Las Vegas Sun

April 26, 2024

Storm to bring colder weather

Clouds are expected in the Las Vegas Valley tonight and Thursday as a winter storm system brings wet, colder weather to the Southwest.

A strong storm that formed off the coast of California Tuesday was expected to bring enough cold air to Southern Nevada by Thursday to drop temperatures by 10 degrees into next week.

Daytime highs are forecast to hover around 50 degrees and lows will drop into the low 30s.

In addition to rain in the valley, snow levels are expected to drop to 3,500 feet -- the elevation of the Red Rock Canyon Visitors Center and some Summerlin neighborhoods -- by Thursday night.

The first wave of rain sprinkled the valley Tuesday night.

Rain wet Las Vegas streets until around midnight Tuesday, leaving fractions of an inch of water in gauges maintained by the Clark County Regional Flood Control District.

The Weather Service reported 0.02 of an inch at McCarran International Airport, the official site for recording the valley's weather.

That brings the total rainfall for December to 0.39 of an inch. With storms expected on Christmas Day and night and early next week, this month could become one of the top 10 Decembers for measurable rain.

So far the Las Vegas Valley has recorded 6.29 inches this year.

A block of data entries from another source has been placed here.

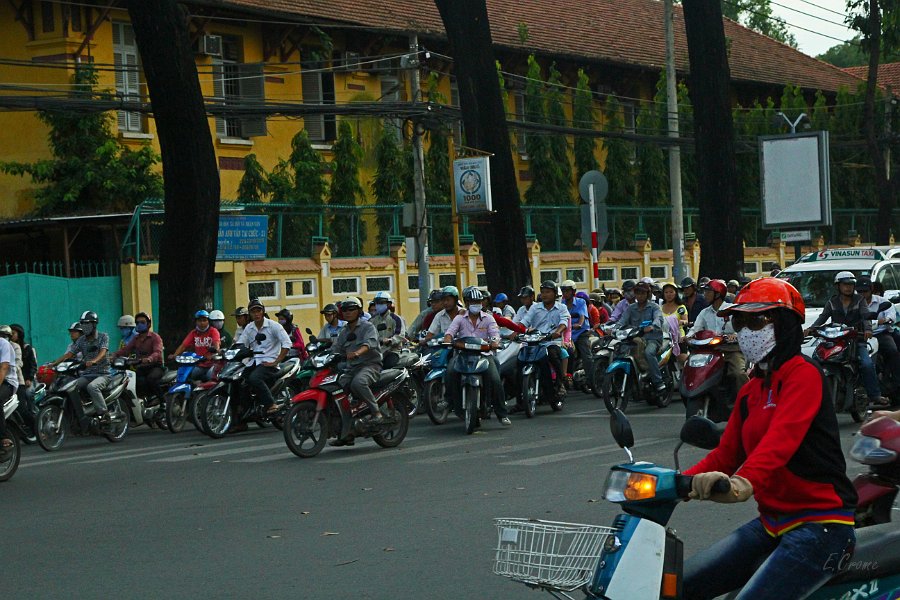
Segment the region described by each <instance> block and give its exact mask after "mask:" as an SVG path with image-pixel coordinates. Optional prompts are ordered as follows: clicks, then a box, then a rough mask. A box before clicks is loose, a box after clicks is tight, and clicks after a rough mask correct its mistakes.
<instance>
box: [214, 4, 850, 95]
mask: <svg viewBox="0 0 900 600" xmlns="http://www.w3.org/2000/svg"><path fill="white" fill-rule="evenodd" d="M219 3H221V4H224V5H228V6H232V7H235V8H243V9H248V10H252V11H254V12H261V13H267V14H274V15H282V16H290V17H293V18H294V19H297V18H302V19H303V20H313V21H314V22H320V23H322V22H333V23H340V24H347V25H354V26H362V27H365V28H370V29H372V30H378V31H390V32H397V33H404V32H416V33H419V34H422V35H432V36H439V37H444V28H443V25H442V23H441V19H440V15H439V14H438V11H437V8H436V7H435V5H434V3H433V2H431V0H219V1H218V2H217V4H219ZM548 4H549V3H548V2H547V1H546V0H487V5H488V16H489V19H490V21H491V31H492V35H493V39H494V43H495V44H497V45H498V46H501V47H505V48H509V49H515V50H520V51H531V50H534V51H536V52H537V53H539V54H546V55H552V56H558V57H566V58H571V59H574V60H575V61H578V62H593V63H606V64H616V65H625V66H631V67H635V68H639V69H651V70H654V71H656V70H660V69H662V68H663V65H664V64H665V44H664V39H665V36H664V28H663V3H662V2H660V1H658V0H554V2H553V3H552V10H550V9H549V8H550V7H549V6H548ZM520 23H524V24H526V25H527V26H528V41H527V44H524V45H523V44H522V43H521V42H520V40H519V24H520ZM725 35H726V36H727V37H728V38H729V40H730V42H731V47H730V62H731V77H732V79H733V80H735V81H746V82H760V83H767V84H775V85H784V84H786V83H791V84H794V85H800V86H801V87H804V88H809V89H821V90H826V91H836V90H837V89H838V88H840V87H841V86H845V85H846V86H850V87H855V86H856V85H857V84H858V80H857V79H856V78H854V77H853V76H852V75H850V74H849V73H845V72H844V71H842V70H841V69H839V68H837V67H835V66H832V65H830V64H827V63H825V62H822V61H820V60H817V59H815V58H813V57H811V56H808V55H806V54H803V53H802V52H799V51H797V50H794V49H793V48H791V47H789V46H787V45H785V44H782V43H781V42H778V41H775V40H773V39H771V38H768V37H766V36H764V35H761V34H758V33H756V32H754V31H751V30H750V29H747V28H746V27H743V26H741V25H739V24H737V23H735V22H734V21H730V20H728V19H726V20H725ZM675 48H676V63H677V68H678V70H679V71H680V72H688V70H689V68H688V66H689V65H688V53H687V41H686V38H685V33H684V20H683V17H682V13H681V7H680V6H676V7H675Z"/></svg>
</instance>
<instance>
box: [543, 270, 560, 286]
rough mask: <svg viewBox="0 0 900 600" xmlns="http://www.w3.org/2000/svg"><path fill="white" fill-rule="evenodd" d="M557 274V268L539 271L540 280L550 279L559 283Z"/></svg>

"Las Vegas has actually had a very wet year," climatologist Jim Ashby of the Western Regional Climate Center said in an e-mail message. "It has been the second wettest in the past 11 years."

The total for 1992, the record-holder so far, measured 9.88 inches.

Over the past 30 years the normal rainfall in Las Vegas measures 4.49 inches annually, Ashby said.

Does all of this rainfall this year break the current five-year drought? Not with the annual average rainfall, Ashby said, "which means Las Vegas is really in a perpetual drought."

Forecasters in the National Climate Center predicted this week that this winter will be warmer and drier in the Southwest, continuing the drought.

In order to reverse the drought, heavier than normal snowpacks in the Rocky Mountains will be needed through the end of 2010.